Reproducibility Index

Notice: The reproducibility variables underlying each score are classified using an automated LLM-based pipeline, validated against a manually labeled dataset. LLM-based classification introduces uncertainty and potential bias; scores should be interpreted as estimates. Full accuracy metrics and methodology are described in Coakley et alK. L. Coakley, T. Snelleman, H. Hoos, and O. E. Gundersen, "The embrace of open science: An analysis of a decade of AI research and 56 800 conference papers," Under Review, 2026..

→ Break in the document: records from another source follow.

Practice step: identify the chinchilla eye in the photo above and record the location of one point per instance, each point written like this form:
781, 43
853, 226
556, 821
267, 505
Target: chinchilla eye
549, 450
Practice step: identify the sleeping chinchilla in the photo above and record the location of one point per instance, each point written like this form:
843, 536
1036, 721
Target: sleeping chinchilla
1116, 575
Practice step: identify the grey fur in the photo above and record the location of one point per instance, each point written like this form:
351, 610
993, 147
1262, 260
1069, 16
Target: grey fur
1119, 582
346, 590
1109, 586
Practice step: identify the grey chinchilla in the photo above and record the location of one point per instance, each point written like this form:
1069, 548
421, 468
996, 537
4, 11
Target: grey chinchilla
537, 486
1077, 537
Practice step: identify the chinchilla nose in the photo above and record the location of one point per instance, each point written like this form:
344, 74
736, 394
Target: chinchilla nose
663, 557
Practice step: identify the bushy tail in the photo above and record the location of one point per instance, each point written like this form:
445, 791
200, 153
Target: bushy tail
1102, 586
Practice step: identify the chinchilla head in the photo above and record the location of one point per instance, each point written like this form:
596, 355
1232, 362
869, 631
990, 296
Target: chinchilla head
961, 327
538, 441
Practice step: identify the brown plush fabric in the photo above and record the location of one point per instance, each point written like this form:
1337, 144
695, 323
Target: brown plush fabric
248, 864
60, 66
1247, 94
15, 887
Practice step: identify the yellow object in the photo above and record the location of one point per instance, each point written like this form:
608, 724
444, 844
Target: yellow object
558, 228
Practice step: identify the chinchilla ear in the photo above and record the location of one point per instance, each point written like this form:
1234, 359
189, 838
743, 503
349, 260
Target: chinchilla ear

Variational Learning Finds Flatter Solutions at the Edge of Stability

Authors: Avrajit Ghosh, Bai Cong, Rio Yokota, Saiprasad Ravishankar, Rongrong Wang, Molei Tao, Mohammad Emtiyaz Khan, Thomas Möllenhoff

NeurIPS 2025 | Venue PDF | LLM Run Details

Reproducibility Variable	Result	LLM Response
Research Type	Experimental	We empirically validate these findings on a wide variety of large networks, such as Res Net and Vi T, to find that the theoretical results closely match the empirical ones. ... Section 4: Experiments on Deep Neural Networks
Researcher Affiliation	Academia	1Michigan State University 2Institute of Science Tokyo 3RIKEN Center for AI Project 4Georgia Institute of Technology
Pseudocode	No	The paper refers to an algorithm from a cited work ('Shen et al. [2024] called IVON (Improved Variational Online Newton)...Algorithm 1, line 8') but does not contain a pseudocode or algorithm block within its own text.
Open Source Code	Yes	Code to replicate these results is available at https://github.com/Avra98/variationallearning-eos.
Open Datasets	Yes	We empirically validate these findings on a wide variety of large networks, such as Res Net and Vi T, ... on CIFAR-10 for an MLP where VL achieves lower sharpness than GD... For example, on Image Net, VL substantially improves overfitting... on the CIFAR-10 classification task... We train an MLP on CIFAR-10... SVHN dataset Netzer et al. [2011]... Fashion MNIST dataset... finetune the head on SST-2.
Dataset Splits	Yes	Across all three architectures on the CIFAR-10 classification task using MSE loss... train an MLP on CIFAR-10... SVHN dataset... Fashion MNIST dataset... MLP network is trained on a subset of the CIFAR-10 dataset containing 10000 images... finetune the head on SST-2.
Hardware Specification	No	The paper does not provide specific hardware details (e.g., GPU/CPU models, memory amounts, or detailed computer specifications) used for running its experiments.
Software Dependencies	No	The paper does not provide specific ancillary software details (e.g., library or solver names with version numbers) needed to replicate the experiment.
Experiment Setup	Yes	For three different learning rates, ρ = 0.05, 0.1, and 0.2, we run VGD with different σ2. Across all learning rates ρ and numbers of posterior samples Ns, we observe that larger variance consistently leads to lower sharpness. ... For both GD and Variational GD, we use the same learning rate of 0.05.